If some sort of deficit of virtue has been handed down to me on my father's side, is it closed by the efforts of a woman on my mother's, a cousin who was awarded France's Legion of Honor for her support of the Resistance, and who led a crusade on behalf of the women of Ravensbrueck, on whom Nazi doctors had conducted gruesome experiments, ultimately bringing them to the U.S. for rehabilitation and securing reparations for them from the German government after the war?

Ah, but the forebears of Caroline Ferriday -- as in Ferriday, Louisiana --had been slaveowners. How many good works was cousin Caroline obliged to perform to square the moral accounts of her own ancestors?
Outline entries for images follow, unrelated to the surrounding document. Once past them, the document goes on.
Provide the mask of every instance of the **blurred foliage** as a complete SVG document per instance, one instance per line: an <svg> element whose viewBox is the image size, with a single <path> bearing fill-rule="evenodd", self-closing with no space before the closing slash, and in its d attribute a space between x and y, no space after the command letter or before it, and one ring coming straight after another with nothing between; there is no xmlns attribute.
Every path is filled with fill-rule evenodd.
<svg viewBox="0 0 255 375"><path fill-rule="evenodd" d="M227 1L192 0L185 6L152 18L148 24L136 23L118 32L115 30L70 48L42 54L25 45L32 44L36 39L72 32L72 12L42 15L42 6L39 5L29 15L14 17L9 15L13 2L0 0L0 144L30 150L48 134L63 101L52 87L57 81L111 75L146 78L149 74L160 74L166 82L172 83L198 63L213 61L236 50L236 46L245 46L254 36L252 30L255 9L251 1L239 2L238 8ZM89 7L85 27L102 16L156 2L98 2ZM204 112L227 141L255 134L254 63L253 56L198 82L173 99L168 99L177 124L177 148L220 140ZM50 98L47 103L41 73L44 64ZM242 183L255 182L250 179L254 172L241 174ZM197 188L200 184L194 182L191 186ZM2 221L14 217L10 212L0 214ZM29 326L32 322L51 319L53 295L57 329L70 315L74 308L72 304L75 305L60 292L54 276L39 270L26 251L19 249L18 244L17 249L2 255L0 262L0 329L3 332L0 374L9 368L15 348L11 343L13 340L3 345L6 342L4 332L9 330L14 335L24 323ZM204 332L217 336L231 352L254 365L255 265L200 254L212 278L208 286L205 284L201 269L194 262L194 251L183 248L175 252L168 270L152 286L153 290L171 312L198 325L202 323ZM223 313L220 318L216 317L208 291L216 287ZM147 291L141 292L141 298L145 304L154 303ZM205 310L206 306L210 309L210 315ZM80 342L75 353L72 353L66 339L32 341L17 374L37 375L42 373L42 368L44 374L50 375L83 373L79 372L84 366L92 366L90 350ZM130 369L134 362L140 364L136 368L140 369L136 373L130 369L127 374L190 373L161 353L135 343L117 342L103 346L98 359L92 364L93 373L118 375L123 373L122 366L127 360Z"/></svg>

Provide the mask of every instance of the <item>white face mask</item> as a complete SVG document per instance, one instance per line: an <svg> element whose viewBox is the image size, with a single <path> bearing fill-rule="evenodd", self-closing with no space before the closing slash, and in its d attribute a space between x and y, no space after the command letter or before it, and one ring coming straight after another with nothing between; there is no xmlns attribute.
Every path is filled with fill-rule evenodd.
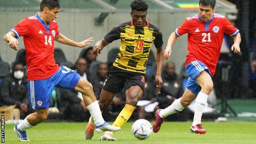
<svg viewBox="0 0 256 144"><path fill-rule="evenodd" d="M14 78L17 80L21 80L24 76L24 72L21 71L15 71L14 73Z"/></svg>

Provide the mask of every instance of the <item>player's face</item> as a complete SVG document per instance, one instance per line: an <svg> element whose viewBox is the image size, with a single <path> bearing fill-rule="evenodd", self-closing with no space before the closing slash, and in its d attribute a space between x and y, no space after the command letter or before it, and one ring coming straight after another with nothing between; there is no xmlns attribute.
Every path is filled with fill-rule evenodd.
<svg viewBox="0 0 256 144"><path fill-rule="evenodd" d="M213 9L210 5L205 6L202 5L199 6L199 16L202 21L207 23L212 19L213 13L215 11L215 8Z"/></svg>
<svg viewBox="0 0 256 144"><path fill-rule="evenodd" d="M48 11L46 14L47 22L50 23L53 21L55 18L58 17L58 13L59 11L59 8L55 7L54 9Z"/></svg>
<svg viewBox="0 0 256 144"><path fill-rule="evenodd" d="M133 25L136 27L143 27L146 26L146 25L145 22L146 14L146 11L132 10L130 14L133 18Z"/></svg>

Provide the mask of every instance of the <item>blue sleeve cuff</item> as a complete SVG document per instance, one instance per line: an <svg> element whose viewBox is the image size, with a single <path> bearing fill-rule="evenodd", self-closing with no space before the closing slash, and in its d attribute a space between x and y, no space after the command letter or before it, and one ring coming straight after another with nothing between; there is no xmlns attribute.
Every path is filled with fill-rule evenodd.
<svg viewBox="0 0 256 144"><path fill-rule="evenodd" d="M233 36L237 34L239 32L239 30L238 29L233 34L231 35L230 35L231 36Z"/></svg>
<svg viewBox="0 0 256 144"><path fill-rule="evenodd" d="M19 37L20 37L20 35L18 34L18 32L17 32L16 30L13 29L11 30L10 31L14 33L14 34L15 34L15 37L17 39L18 39Z"/></svg>
<svg viewBox="0 0 256 144"><path fill-rule="evenodd" d="M176 34L176 35L178 36L178 37L180 37L180 35L178 34L178 28L176 29L176 30L175 30L175 34Z"/></svg>

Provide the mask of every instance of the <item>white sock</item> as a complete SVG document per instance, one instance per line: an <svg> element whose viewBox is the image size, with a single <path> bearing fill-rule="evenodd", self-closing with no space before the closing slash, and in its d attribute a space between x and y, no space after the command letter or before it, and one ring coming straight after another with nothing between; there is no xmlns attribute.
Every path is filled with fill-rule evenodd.
<svg viewBox="0 0 256 144"><path fill-rule="evenodd" d="M90 105L86 107L90 112L91 115L92 117L95 125L100 126L103 124L105 121L102 117L100 106L98 103L98 101L96 101L91 103Z"/></svg>
<svg viewBox="0 0 256 144"><path fill-rule="evenodd" d="M90 118L89 119L89 121L88 122L88 123L92 125L94 125L95 124L95 123L94 123L94 121L93 119L92 119L92 117L90 117Z"/></svg>
<svg viewBox="0 0 256 144"><path fill-rule="evenodd" d="M162 110L159 112L159 115L160 117L165 118L169 115L178 112L182 111L185 107L183 107L182 105L181 105L181 98L176 99L172 103L171 105L164 109Z"/></svg>
<svg viewBox="0 0 256 144"><path fill-rule="evenodd" d="M203 111L207 103L208 95L202 92L199 92L196 98L195 104L195 112L194 115L194 120L192 126L201 123L201 118L203 114Z"/></svg>
<svg viewBox="0 0 256 144"><path fill-rule="evenodd" d="M32 128L33 126L31 126L27 119L27 117L21 123L18 124L17 126L17 128L20 130L22 131L26 131L26 130Z"/></svg>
And then the exercise ends. It has to end. If such balance sheets do exist, let every child be handed a blank one on the day she or he is born.

Late on the morning of Sept. 5, 1972, several hours after the horse had left the barn, the director of security for the Games, Munich police chief Manfred Schreiber, told Georg Sieber that his help was no longer needed. "[Israeli prime minister] Golda Meir is involved," he said. "This is no longer a psychological matter, but a political one."

At this, Sieber resigned from the department. He returned to his home in Nymphenburg, flicked on the TV and poured a cup of coffee.

Sometimes there are things over which an individual has no control. Georg Sieber came to understand this. My father did too.

It's a lesson my daughter will learn someday. But I'm not eager for her to make that peace with the fates, to know that resignation, any sooner than she must.